Arrivé à un certain âge, je m'aperçois que j'ai connu et vécu des événements qui sont, pour la plupart, aujourd'hui oubliés. Nous ne sommes plus très nombreux dans ce cas.

Musicien et historien de la musique en Lorraine, une grande partie de mon existence fut consacrée à la recherche et à la diffusion des événements musicaux des XVIIe et XVIIIe siècles à Metz et à Nancy. Pour cela, j'ai utilisé les très rares témoignages laissés par des observateurs attentifs, et publié les résultats de mes travaux.

Un éditeur avisé et courageux n'a pas hésité à imprimer, sous ma signature, plusieurs ouvrages, dont certains font aujourd'hui référence. Des périodiques culturels lorrains ont voulu également dévoiler mes trouvailles et mes souvenirs.

Aujourd'hui, crise oblige, l'histoire musicale en Lorraine n'intéresse plus les éditeurs, et, lorsqu'une revue me demande un article, je ne puis y inclure mes souvenirs personnels, pourtant devenus rares.

Voilà pourquoi j'ai souhaité créer ce lien entre un chercheur octogénaire et des curieux de l'histoire de la musique en Lorraine. Vous trouverez, racontés ici, des événements musicaux dont je fus le témoin de 1945 à aujourd'hui, mais aussi les résultats de mes dernières recherches sur les XVIIIe et XIXe siècles.

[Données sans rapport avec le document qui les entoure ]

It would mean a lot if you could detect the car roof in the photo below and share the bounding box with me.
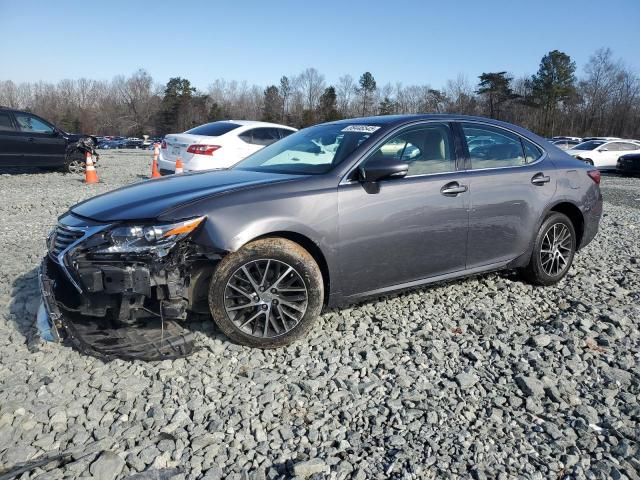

Mes textes étant protégés, je demande aux personnes souhaitant les utiliser, de bien vouloir citer leur auteur.

Gilbert Rose

samedi 23 octobre 2010

Mon premier gain....

     Ce matin, le Républicain Lorrain annonçait le Mondial de la bière, se déroulant à Strasbourg. En Lorraine, il n'y a pratiquement plus de brasseries et la culture du houblon a disparu.

     Avant 1940, dans la campagne lorraine, on voyait de grands champs plantés de longs poteaux régulièrement espacés, autour desquels s'enroulait cette plante vivace et aromatique.

     Un jour, j'avais huit ans et je passais mes vacances à Dieulouard chez mes grands parents maternels, ma grand-mère m'emmena avec elle à la cueillette du houblon. Toutes les femmes du village participaient à cette activité qui consistait à prélever sur les tiges de la plante, souvent longues de plus de dix mètres, les cônes servant à donner un goût amer à la bière. Au préalable, ces tiges avaient été détachées des poteaux par les ouvriers du cultivateur.

     Chaque cueilleuse s'installait au milieu des plantes jonchant le sol, assise sur un petit tabouret, et remplissait un panier qu'elle allait ensuite déverser dans un grand sac. Pour chaque panier, elle recevait un ticket, bon pour une somme d'argent.

     Mon panier étant bien plus petit, je n'avais droit qu'à un demi ticket.

     A la fin de la journée, en échanges de leurs reçus, les cueilleuses étaient rétribuées pour leur labeur.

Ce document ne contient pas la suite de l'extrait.